Dynamic Routing Between Experts: A Data-Efficient Approach to Continual Learning in Vision-Language Models

TL;DR

This work tackles catastrophic forgetting in vision-language models (VLMs) during sequential task fine-tuning by introducing a routing-based continual learning framework. It leverages task-specific LoRA adapters and token-level routing vectors that gate expert contributions, allowing new tasks to be integrated with data from the current task only while preserving the model's foundational capabilities. Empirical results on InternVL-2 models (2B and 8B) show routing achieves competitive specialized-task performance relative to multi-task learning and mitigates forgetting on benchmark tasks like ChartQA, MMBench, and DocVQA, with additional benefits in cross-modal transfer that improve performance across modalities.
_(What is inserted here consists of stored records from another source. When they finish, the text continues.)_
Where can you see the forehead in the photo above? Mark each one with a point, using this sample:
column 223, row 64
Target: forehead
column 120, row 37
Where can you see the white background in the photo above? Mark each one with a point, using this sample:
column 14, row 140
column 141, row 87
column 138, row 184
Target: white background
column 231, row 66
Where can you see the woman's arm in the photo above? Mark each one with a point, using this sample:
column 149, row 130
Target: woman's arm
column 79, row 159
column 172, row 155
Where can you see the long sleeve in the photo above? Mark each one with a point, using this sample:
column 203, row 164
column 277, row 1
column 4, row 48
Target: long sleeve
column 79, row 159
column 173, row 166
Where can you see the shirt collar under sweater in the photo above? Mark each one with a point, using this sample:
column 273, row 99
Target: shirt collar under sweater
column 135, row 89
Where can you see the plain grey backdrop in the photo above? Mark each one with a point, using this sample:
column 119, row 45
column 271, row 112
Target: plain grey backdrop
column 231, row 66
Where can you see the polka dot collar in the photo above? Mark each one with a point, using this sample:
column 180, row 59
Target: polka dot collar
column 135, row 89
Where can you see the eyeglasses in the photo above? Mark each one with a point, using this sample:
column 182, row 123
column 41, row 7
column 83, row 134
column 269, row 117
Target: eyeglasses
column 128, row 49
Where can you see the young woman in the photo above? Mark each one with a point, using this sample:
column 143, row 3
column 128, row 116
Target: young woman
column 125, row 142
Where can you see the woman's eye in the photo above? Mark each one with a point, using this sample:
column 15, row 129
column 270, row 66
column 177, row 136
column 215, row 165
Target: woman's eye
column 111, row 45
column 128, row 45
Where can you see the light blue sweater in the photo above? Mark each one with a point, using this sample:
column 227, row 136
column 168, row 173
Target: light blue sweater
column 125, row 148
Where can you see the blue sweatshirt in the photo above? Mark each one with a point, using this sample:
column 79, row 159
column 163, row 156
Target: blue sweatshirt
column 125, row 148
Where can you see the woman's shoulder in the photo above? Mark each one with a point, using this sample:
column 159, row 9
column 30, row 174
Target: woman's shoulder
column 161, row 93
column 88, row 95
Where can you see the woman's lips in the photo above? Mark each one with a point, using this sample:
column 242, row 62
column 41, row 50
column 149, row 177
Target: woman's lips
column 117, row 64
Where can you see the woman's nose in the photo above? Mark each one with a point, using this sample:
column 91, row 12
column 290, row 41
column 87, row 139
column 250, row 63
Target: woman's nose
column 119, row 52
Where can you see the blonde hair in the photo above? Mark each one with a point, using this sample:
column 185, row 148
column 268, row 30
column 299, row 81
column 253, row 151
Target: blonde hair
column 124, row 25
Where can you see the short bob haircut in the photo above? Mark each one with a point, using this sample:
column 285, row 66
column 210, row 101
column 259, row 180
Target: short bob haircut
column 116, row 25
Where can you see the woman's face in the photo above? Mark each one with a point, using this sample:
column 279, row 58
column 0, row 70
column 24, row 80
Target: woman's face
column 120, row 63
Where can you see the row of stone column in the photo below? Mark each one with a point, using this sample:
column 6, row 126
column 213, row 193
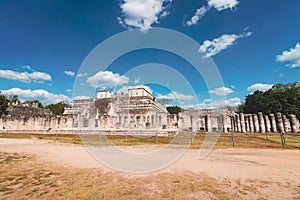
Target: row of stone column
column 264, row 123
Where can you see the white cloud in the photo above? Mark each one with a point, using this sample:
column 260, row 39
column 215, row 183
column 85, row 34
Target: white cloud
column 69, row 73
column 81, row 75
column 81, row 97
column 209, row 104
column 104, row 79
column 43, row 96
column 137, row 81
column 259, row 86
column 292, row 56
column 200, row 12
column 27, row 67
column 69, row 91
column 222, row 91
column 142, row 13
column 217, row 4
column 175, row 96
column 223, row 4
column 124, row 89
column 215, row 46
column 25, row 76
The approach scales with model size, reduces data and compute overhead, and offers a practical path toward scalable continual learning in large vision-language systems, with future potential for cross-lingual extensions.

Abstract

Vision-Language Models (VLMs) suffer from catastrophic forgetting when sequentially fine-tuned on new tasks, degrading performance on previously learned foundational and task-specific capabilities. While multi-task learning can mitigate forgetting, it requires simultaneous access to all datasets and imposes computational overhead that scales linearly with the number of tasks. In this work, we introduce a routing-based approach that enables the integration of new tasks while preserving the foundational knowledge acquired during pretraining. We evaluate our method using InternVL-2 models (2B and 8B parameters) and demonstrate that routing preserves the model's foundational capabilities by maintaining performance on general-purpose benchmarks such as ChartQA, MMBench, and DocVQA, while simultaneously improving accuracy on specialized tasks. Importantly, our approach achieves this without requiring concurrent access to data from all tasks, avoiding the significant computational and data overhead associated with traditional multi-task learning. We further conduct extensive ablation studies to evaluate the scalability and robustness of routing-based learning, showing that the approach is resilient to a growing number of tasks and performs particularly well when new tasks are semantically related. Finally, we show that the routing mechanism enables superior cross-modal transfer between language and vision capabilities, allowing knowledge learned in one modality to enhance performance in another capability not achieved by existing continual learning methods.

Paper Structure

This paper contains 30 sections, 3 equations, 4 figures, 7 tables.

Figures (4)

  • Figure 1: Comparison of Multi-Task Learning, Routing-Based Methods and Sequential FT in mitigating catastrophic forgetting. Routing-based methods match multi-task learning performance while requiring only new task data, avoiding costly retraining on previous tasks. Tasks are introduced sequentially from left to right, with the multi-task model trained on the cumulative data from all prior tasks. In contrast, sequential fine-tuning only sees new task data, leading to strong performance on the most recent task but potential forgetting of earlier ones.
  • Figure 2: Performance drop in comparison to specialized model for 2B and 8B models.
  • Figure 3: Routing patterns for SNLI (left), MMBENCH (middle), and COCO (right). The figure demonstrates that the routing model correctly activates task-specific modules: SNLI and XNLI for SNLI, only COCO for COCO, and no module for MMBENCH, where the base model handles the task. These confirm the routing mechanism's effectiveness in selecting the appropriate module based on the task.
  • Figure 4: Routing patterns for the MGSM dataset in multilingual transfer. Notably, the model leverages the Chinese expert in the early and later stages, while the math expert is primarily used for computation.